Royal American Construction Company, Inc. appeals the trial court’s order denying Royal’s special appearance. In a single issue, Royal argues the trial court erred in exercising personal jurisdiction over it. We affirm the trial court’s judgment.

Daven Products Company, a company with its principal place of business in Texas, sold construction-related products to Royal for use in Florida. Daven shipped the products from its warehouse in Car-rollton, Texas. Royal is not a Texas corporation. Daven sent invoices to Royal from Daven’s place of business in Carroll-ton, and all payments were received there. Daven shipped the construction material from its warehouse in Carrollton to Royal in Florida. Royal failed to pay, and Corn-erica, in its capacity as Daven’s assignee, filed suit in Texas. Royal filed a special appearance which the trial court denied. This appeal followed.

The plaintiff has the initial burden of pleading facts sufficient to bring a nonresident defendant within the provisions of the Texas long arm statute. See Hotel Partners v. KPMG Peat Marwick, 847 S.W.2d 630, 633 (Tex.App.-Dallas 1993, [469]*469writ denied). When a nonresident defendant challenges a trial court’s exercise of personal jurisdiction through a special appearance, it carries the burden of negating all bases of personal jurisdiction. See Kawasaki Steel Corp. v. Middleton, 699 S.W.2d 199, 203 (Tex.1985). The exercise of personal jurisdiction requires the trial judge to resolve any factual disputes before applying the jurisdictional formula. Hotel Partners v. Craig, 993 S.W.2d 116, 120 (Tex.App.-Dallas 1994, writ denied). When, as here, a trial judge fails to make findings of fact and conclusions of law, we view the trial court’s judgment as impliedly finding all the necessary facts to support its judgment. See Worford v. Stamper, 801 S.W.2d 108, 109 (Tex.1990).

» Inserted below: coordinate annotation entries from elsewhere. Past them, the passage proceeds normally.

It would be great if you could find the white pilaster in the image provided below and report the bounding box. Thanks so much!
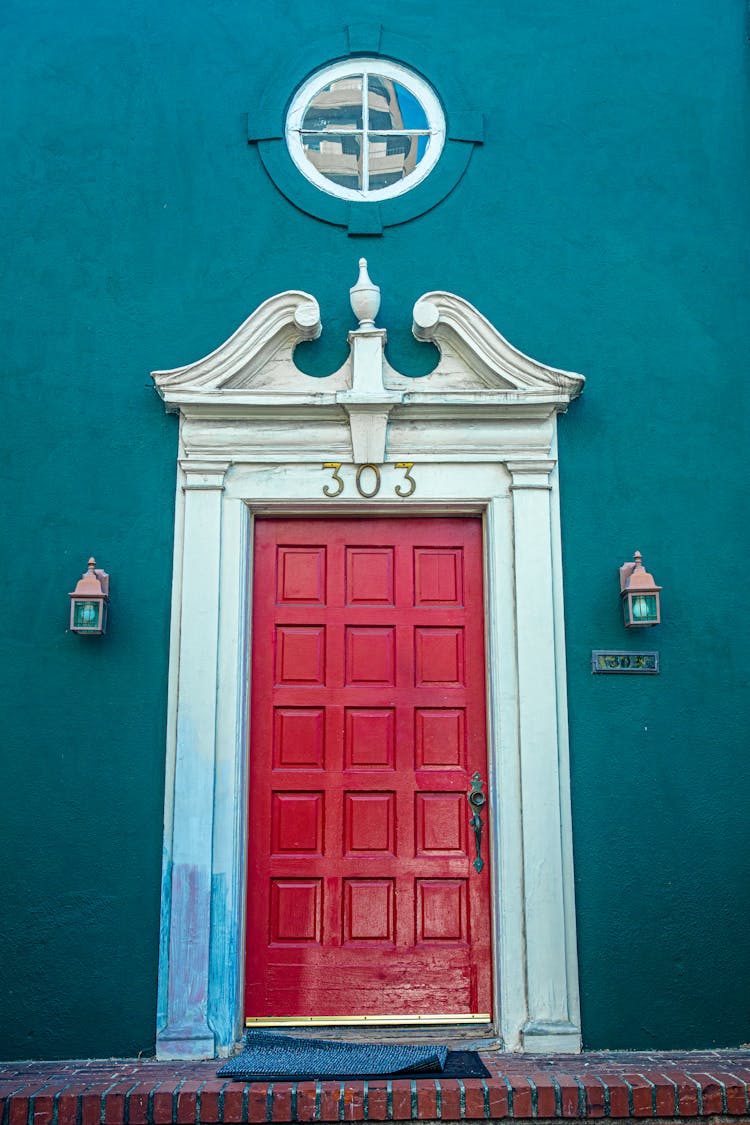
[156,460,228,1059]
[507,459,580,1052]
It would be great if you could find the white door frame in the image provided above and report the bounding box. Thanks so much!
[154,261,584,1059]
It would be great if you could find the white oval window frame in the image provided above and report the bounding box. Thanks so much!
[284,57,446,203]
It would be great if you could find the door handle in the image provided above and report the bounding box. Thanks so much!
[467,772,487,874]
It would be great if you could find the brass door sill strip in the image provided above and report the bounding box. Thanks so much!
[245,1011,490,1027]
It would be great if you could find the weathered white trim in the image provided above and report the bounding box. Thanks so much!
[154,263,582,1058]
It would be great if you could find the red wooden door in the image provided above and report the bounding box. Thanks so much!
[245,519,491,1019]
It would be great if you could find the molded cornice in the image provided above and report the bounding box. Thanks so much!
[153,270,585,426]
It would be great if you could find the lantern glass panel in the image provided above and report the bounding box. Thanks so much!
[73,601,101,629]
[623,594,659,626]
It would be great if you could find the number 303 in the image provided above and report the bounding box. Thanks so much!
[323,461,417,500]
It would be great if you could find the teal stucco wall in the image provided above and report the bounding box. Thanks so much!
[0,0,750,1058]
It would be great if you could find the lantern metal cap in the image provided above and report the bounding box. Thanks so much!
[69,555,109,597]
[620,551,661,594]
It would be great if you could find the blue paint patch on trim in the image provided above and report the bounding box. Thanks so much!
[208,874,241,1047]
[156,847,172,1033]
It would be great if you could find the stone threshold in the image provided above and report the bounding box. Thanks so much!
[0,1050,750,1125]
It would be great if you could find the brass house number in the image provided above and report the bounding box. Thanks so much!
[323,461,417,500]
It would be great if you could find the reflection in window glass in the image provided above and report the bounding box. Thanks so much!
[368,133,427,190]
[302,133,362,190]
[368,74,430,132]
[287,59,445,199]
[302,74,362,129]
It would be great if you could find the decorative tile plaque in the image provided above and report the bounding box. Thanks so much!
[591,648,659,676]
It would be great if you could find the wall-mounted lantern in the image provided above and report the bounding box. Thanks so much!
[620,551,661,629]
[70,558,109,636]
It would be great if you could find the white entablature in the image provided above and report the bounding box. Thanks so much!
[153,259,584,462]
[154,260,584,1058]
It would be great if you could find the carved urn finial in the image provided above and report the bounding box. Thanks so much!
[349,258,380,329]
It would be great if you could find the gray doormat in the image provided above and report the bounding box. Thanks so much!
[217,1031,474,1082]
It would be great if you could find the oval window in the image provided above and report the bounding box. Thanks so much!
[286,59,445,203]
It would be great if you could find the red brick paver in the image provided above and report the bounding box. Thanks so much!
[0,1051,750,1125]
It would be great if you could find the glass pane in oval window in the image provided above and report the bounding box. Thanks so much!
[301,133,362,189]
[368,134,427,190]
[302,74,362,131]
[368,74,430,129]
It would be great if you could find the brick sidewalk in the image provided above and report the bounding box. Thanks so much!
[0,1051,750,1125]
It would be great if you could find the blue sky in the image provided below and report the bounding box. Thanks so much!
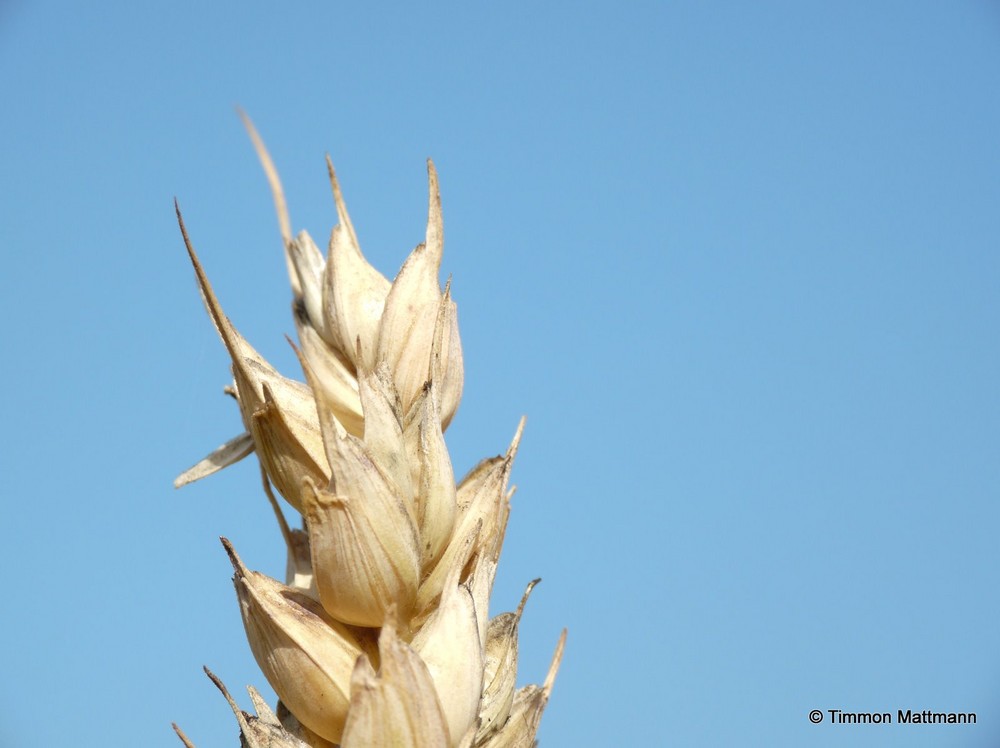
[0,0,1000,748]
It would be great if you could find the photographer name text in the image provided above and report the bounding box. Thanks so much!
[809,709,976,725]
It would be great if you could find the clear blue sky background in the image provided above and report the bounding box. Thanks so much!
[0,0,1000,748]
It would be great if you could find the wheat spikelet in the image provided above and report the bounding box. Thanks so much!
[174,117,566,748]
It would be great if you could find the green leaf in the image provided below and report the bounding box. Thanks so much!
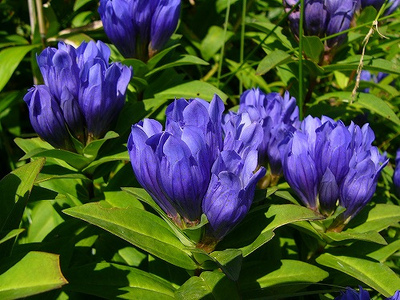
[0,45,38,92]
[303,36,324,63]
[0,34,29,48]
[0,159,45,231]
[0,251,68,300]
[65,263,175,300]
[155,80,228,101]
[0,228,25,244]
[63,203,197,270]
[121,58,149,78]
[346,204,400,232]
[367,240,400,263]
[239,259,329,297]
[200,26,233,60]
[317,92,400,125]
[175,271,241,300]
[256,49,293,75]
[210,249,243,281]
[323,230,387,245]
[0,91,25,113]
[316,253,400,297]
[121,187,194,247]
[220,204,321,257]
[146,55,208,76]
[324,55,400,75]
[21,148,93,170]
[147,44,179,70]
[83,131,119,159]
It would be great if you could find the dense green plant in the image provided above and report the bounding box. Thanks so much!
[0,0,400,299]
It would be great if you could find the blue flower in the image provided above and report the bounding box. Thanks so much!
[24,41,132,150]
[128,97,224,227]
[24,85,73,150]
[283,0,358,49]
[280,116,388,224]
[203,150,265,241]
[360,0,400,16]
[99,0,181,61]
[238,89,300,176]
[393,149,400,197]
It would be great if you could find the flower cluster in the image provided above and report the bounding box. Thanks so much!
[335,286,400,300]
[359,0,400,16]
[283,0,358,49]
[24,41,132,151]
[128,96,265,241]
[99,0,181,61]
[281,116,388,228]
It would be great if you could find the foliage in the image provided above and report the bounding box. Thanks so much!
[0,0,400,299]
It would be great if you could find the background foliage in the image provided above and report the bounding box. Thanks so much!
[0,0,400,299]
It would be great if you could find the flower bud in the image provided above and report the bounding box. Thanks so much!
[99,0,181,61]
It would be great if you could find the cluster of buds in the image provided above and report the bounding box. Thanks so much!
[24,41,132,151]
[99,0,181,62]
[283,0,358,50]
[128,96,265,243]
[281,116,388,231]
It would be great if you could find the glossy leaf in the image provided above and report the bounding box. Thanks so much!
[324,55,400,75]
[146,55,208,76]
[66,263,175,300]
[0,251,68,300]
[256,49,292,75]
[316,253,400,297]
[175,271,240,300]
[63,203,197,270]
[239,259,329,297]
[0,45,37,92]
[155,80,228,101]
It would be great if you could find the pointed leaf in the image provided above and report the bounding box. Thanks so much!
[0,45,38,92]
[63,203,197,270]
[66,263,175,300]
[239,259,329,297]
[316,253,400,297]
[0,251,68,300]
[175,271,240,300]
[256,49,293,75]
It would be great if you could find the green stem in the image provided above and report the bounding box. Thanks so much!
[239,0,247,95]
[217,0,231,88]
[297,0,304,120]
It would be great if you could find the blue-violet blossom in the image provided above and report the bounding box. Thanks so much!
[24,41,132,150]
[280,116,388,226]
[335,286,400,300]
[99,0,181,61]
[238,88,300,185]
[128,96,224,227]
[283,0,358,49]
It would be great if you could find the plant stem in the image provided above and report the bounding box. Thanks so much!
[297,0,304,120]
[217,0,231,88]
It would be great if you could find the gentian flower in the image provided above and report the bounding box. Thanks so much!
[128,96,224,228]
[393,148,400,197]
[99,0,181,61]
[335,286,400,300]
[360,0,400,16]
[280,116,388,226]
[24,41,132,150]
[360,70,394,93]
[238,89,300,185]
[283,0,358,49]
[203,150,265,241]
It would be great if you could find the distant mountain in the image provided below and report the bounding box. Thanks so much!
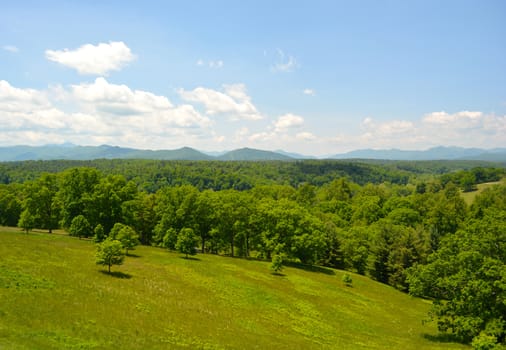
[274,149,317,159]
[0,144,506,163]
[0,144,213,161]
[329,147,506,162]
[217,148,293,160]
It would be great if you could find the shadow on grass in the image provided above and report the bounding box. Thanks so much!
[180,256,201,261]
[422,333,465,344]
[271,272,286,277]
[283,261,336,275]
[100,270,132,280]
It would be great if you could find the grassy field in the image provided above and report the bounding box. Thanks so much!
[462,179,506,205]
[0,228,466,349]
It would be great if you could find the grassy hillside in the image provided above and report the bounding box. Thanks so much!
[0,228,465,349]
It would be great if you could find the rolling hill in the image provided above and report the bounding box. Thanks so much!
[0,228,467,350]
[0,144,506,163]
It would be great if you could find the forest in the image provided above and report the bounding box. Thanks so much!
[0,160,506,349]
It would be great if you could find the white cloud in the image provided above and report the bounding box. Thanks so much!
[295,132,316,141]
[46,41,135,75]
[272,49,299,73]
[209,60,223,68]
[179,84,263,120]
[423,111,483,128]
[72,78,211,133]
[0,78,212,149]
[274,113,304,132]
[356,111,506,149]
[2,45,19,53]
[72,78,173,115]
[196,59,225,69]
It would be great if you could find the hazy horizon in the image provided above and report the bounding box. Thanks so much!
[0,1,506,156]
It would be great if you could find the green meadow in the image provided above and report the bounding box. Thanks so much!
[0,228,467,349]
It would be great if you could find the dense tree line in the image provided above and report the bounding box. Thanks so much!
[0,161,506,344]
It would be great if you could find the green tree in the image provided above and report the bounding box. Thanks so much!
[269,253,283,275]
[18,209,35,234]
[341,273,353,287]
[95,239,125,273]
[408,209,506,344]
[162,227,178,250]
[176,227,198,259]
[116,225,140,255]
[0,185,22,226]
[69,215,93,239]
[57,167,102,228]
[22,173,59,233]
[93,224,106,243]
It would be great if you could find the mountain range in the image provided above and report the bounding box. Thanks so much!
[0,144,506,163]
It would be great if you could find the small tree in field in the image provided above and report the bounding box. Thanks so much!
[269,253,283,275]
[176,228,198,259]
[342,273,353,287]
[69,215,93,239]
[95,239,125,273]
[93,224,105,243]
[116,225,139,255]
[18,210,35,234]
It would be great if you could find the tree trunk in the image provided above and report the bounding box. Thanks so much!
[230,234,234,257]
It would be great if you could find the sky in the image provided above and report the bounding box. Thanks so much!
[0,0,506,156]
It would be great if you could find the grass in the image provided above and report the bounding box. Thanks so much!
[461,178,506,205]
[0,228,466,349]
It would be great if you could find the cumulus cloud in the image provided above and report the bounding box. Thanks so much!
[72,78,173,115]
[72,78,210,132]
[356,111,506,149]
[295,131,316,141]
[2,45,19,53]
[248,113,316,148]
[196,59,225,69]
[0,78,214,149]
[423,111,483,128]
[46,41,135,75]
[0,80,66,130]
[272,49,299,73]
[179,84,263,120]
[274,113,304,132]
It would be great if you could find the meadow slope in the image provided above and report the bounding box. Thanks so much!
[0,228,466,349]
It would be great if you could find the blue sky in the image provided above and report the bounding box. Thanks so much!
[0,0,506,155]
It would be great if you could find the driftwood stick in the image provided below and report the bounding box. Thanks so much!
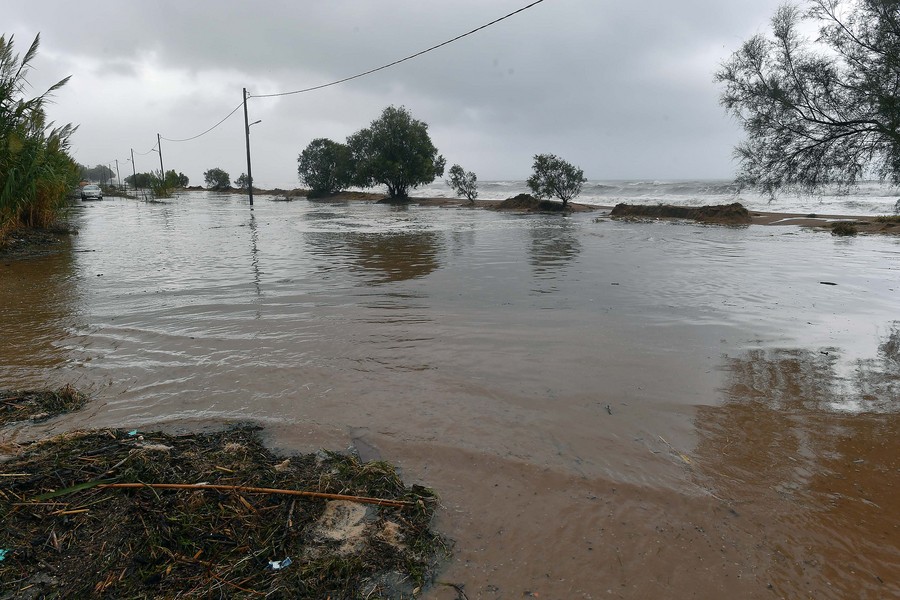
[97,483,413,508]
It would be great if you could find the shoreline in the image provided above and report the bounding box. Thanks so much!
[0,193,900,261]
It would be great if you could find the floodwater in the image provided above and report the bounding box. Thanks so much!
[0,193,900,599]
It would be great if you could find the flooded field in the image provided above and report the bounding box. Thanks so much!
[0,193,900,599]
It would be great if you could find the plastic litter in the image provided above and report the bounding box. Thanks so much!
[269,556,293,571]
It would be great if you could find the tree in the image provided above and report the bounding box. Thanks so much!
[203,167,231,190]
[715,0,900,195]
[347,106,446,198]
[234,173,250,190]
[125,173,153,188]
[447,165,478,204]
[165,169,190,189]
[78,165,116,183]
[297,138,353,196]
[526,154,587,206]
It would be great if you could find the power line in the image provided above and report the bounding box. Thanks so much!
[160,102,244,142]
[251,0,544,98]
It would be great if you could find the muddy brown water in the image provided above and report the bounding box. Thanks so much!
[0,193,900,599]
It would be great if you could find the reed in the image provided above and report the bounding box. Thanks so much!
[0,35,78,240]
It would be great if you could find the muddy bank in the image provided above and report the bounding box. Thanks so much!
[0,385,88,427]
[0,224,78,261]
[752,211,900,235]
[0,426,448,600]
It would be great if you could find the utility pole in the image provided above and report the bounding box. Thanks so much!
[156,133,166,176]
[131,148,137,189]
[244,88,253,206]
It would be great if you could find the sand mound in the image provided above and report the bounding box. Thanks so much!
[496,194,566,212]
[609,202,751,225]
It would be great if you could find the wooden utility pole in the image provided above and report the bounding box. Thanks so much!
[244,88,253,206]
[156,133,166,176]
[131,148,137,189]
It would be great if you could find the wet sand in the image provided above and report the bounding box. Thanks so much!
[0,199,900,600]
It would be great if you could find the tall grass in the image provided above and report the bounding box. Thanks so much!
[0,34,78,241]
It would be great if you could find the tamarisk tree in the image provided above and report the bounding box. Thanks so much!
[715,0,900,195]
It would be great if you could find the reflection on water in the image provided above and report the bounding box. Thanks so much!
[528,217,581,291]
[695,323,900,598]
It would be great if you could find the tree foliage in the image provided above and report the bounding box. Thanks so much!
[234,173,250,190]
[526,154,587,206]
[715,0,900,194]
[447,165,478,204]
[0,35,78,235]
[164,169,190,189]
[125,173,154,188]
[347,106,446,198]
[297,138,353,196]
[203,167,231,190]
[78,165,116,183]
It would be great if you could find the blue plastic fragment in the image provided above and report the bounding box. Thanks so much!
[269,556,292,571]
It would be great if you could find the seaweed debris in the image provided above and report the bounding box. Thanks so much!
[609,202,752,225]
[0,426,449,600]
[0,384,88,425]
[495,194,567,212]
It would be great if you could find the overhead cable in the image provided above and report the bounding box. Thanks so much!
[248,0,544,98]
[160,102,244,142]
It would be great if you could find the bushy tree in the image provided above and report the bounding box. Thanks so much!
[526,154,587,206]
[0,35,79,236]
[234,173,250,190]
[447,165,478,204]
[165,169,190,189]
[715,0,900,194]
[78,165,116,183]
[347,106,446,198]
[297,138,353,196]
[125,173,154,188]
[203,167,231,190]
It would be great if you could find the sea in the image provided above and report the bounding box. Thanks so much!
[410,179,900,215]
[0,186,900,600]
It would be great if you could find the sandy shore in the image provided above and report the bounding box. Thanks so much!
[294,192,900,235]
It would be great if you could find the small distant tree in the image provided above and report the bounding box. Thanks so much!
[125,173,153,188]
[527,154,587,206]
[165,169,190,189]
[148,171,172,198]
[447,165,478,204]
[297,138,353,196]
[347,106,446,198]
[234,173,250,190]
[203,167,231,190]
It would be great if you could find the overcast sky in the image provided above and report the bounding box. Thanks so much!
[7,0,782,187]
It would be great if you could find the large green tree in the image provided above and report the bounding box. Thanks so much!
[297,138,353,196]
[526,154,587,206]
[347,106,446,198]
[715,0,900,194]
[0,35,78,235]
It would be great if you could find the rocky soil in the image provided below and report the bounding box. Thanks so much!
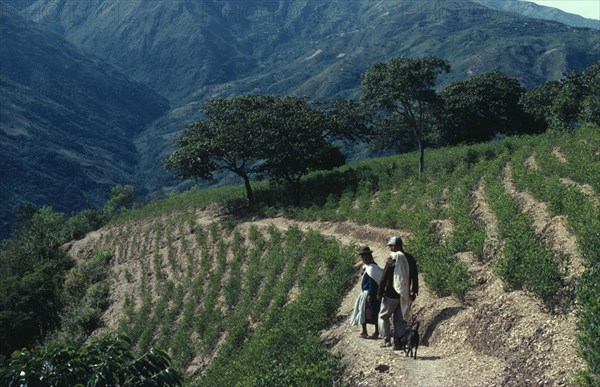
[65,154,583,386]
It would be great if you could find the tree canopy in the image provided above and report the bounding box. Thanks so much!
[441,72,539,145]
[361,56,450,172]
[164,95,354,203]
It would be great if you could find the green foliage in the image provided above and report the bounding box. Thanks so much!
[361,56,450,173]
[522,61,600,130]
[164,95,353,204]
[577,259,600,386]
[441,72,542,145]
[0,335,182,386]
[104,185,135,218]
[57,249,112,346]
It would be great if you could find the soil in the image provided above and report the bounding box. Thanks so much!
[65,156,584,386]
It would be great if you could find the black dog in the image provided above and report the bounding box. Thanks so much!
[404,321,420,359]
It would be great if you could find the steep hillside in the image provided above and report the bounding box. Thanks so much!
[18,0,600,197]
[65,126,600,386]
[0,5,168,236]
[476,0,600,30]
[25,0,599,104]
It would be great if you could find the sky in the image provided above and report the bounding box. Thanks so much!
[527,0,600,20]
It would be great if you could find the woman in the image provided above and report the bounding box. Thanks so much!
[350,245,382,339]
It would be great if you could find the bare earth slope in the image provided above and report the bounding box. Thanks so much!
[67,202,582,386]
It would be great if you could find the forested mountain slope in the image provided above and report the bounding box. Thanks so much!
[23,0,600,197]
[0,5,168,237]
[65,125,600,386]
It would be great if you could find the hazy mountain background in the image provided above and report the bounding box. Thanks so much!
[0,3,168,236]
[0,0,600,238]
[475,0,600,29]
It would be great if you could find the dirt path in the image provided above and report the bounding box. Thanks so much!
[65,206,583,386]
[244,218,502,386]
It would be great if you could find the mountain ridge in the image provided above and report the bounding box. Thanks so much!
[0,5,168,234]
[2,0,600,235]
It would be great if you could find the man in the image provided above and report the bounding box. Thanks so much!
[377,236,419,350]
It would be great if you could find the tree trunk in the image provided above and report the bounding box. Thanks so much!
[419,139,425,177]
[241,174,254,206]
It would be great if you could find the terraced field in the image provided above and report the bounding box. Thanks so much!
[66,126,600,386]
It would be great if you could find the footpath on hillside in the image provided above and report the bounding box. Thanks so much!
[246,217,581,387]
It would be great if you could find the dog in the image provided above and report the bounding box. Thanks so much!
[404,321,420,359]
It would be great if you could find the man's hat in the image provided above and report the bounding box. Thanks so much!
[358,245,373,255]
[387,236,402,246]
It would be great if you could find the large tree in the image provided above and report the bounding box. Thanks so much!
[164,95,354,203]
[164,95,277,204]
[361,56,450,173]
[441,72,541,145]
[259,97,346,204]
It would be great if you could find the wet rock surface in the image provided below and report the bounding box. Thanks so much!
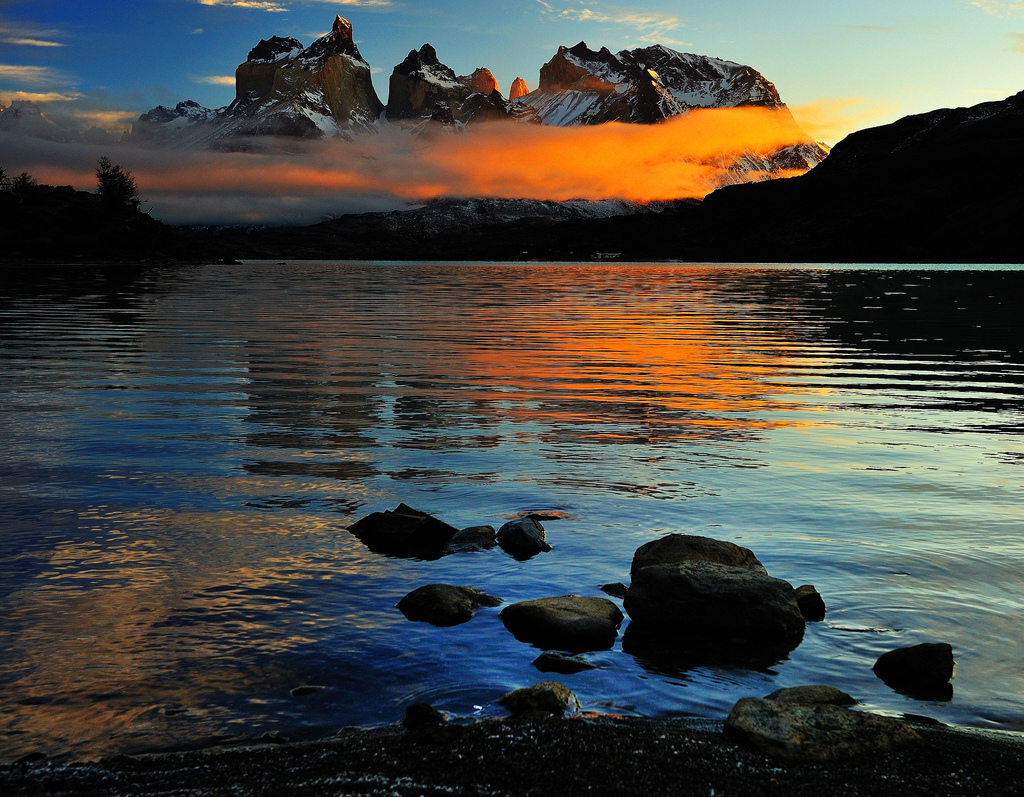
[498,681,580,716]
[872,642,955,699]
[498,517,551,559]
[797,584,825,623]
[397,584,502,626]
[0,716,1024,797]
[501,595,625,652]
[348,504,459,559]
[630,534,766,578]
[725,686,921,761]
[623,560,804,641]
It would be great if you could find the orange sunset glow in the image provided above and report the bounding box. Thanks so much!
[19,108,823,220]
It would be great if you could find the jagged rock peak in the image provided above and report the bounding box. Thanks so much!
[459,67,499,94]
[302,16,367,64]
[394,44,459,83]
[247,36,302,64]
[509,78,529,99]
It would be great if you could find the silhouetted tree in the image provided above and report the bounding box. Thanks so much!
[9,171,39,202]
[96,155,142,210]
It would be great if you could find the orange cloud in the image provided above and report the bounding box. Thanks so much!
[6,108,808,221]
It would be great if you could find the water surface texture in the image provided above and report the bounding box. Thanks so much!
[0,263,1024,760]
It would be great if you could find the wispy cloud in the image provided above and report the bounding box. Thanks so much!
[968,0,1024,16]
[198,0,392,13]
[0,88,81,102]
[189,75,234,86]
[0,64,56,86]
[840,25,899,34]
[535,0,683,43]
[0,19,65,47]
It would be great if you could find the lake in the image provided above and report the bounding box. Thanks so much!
[0,262,1024,761]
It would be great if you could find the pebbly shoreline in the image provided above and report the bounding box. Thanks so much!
[0,715,1024,797]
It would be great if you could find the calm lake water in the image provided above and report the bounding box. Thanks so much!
[0,262,1024,760]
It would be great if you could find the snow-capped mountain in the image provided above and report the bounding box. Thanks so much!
[132,16,384,149]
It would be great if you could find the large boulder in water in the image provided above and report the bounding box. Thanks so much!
[501,595,625,651]
[630,534,765,577]
[498,517,551,559]
[398,584,502,626]
[498,681,580,716]
[623,560,804,642]
[872,642,956,699]
[725,686,920,761]
[348,504,459,559]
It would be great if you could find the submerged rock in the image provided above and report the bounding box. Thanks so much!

On appeal, we apply a factual sufficiency of the evidence review to the trial judge’s determination of disputed fact issues on the question of jurisdiction. Craig, 993 S.W.2d at 120; KPMG Peat Marwick, 847 S.W.2d at 632. Once we have determined the evidence is factually sufficient to support the trial judge’s resolution of disputed fact issues, we examine de novo whether the facts negate all bases for personal jurisdiction. See Craig, 993 S.W.2d at 120.

Royal challenges whether the evidence showed sufficient minimum contacts between Royal and Texas to support the exercise of personal jurisdiction and whether standards of fair play and substantial justice prevent Texas from exercising jurisdiction.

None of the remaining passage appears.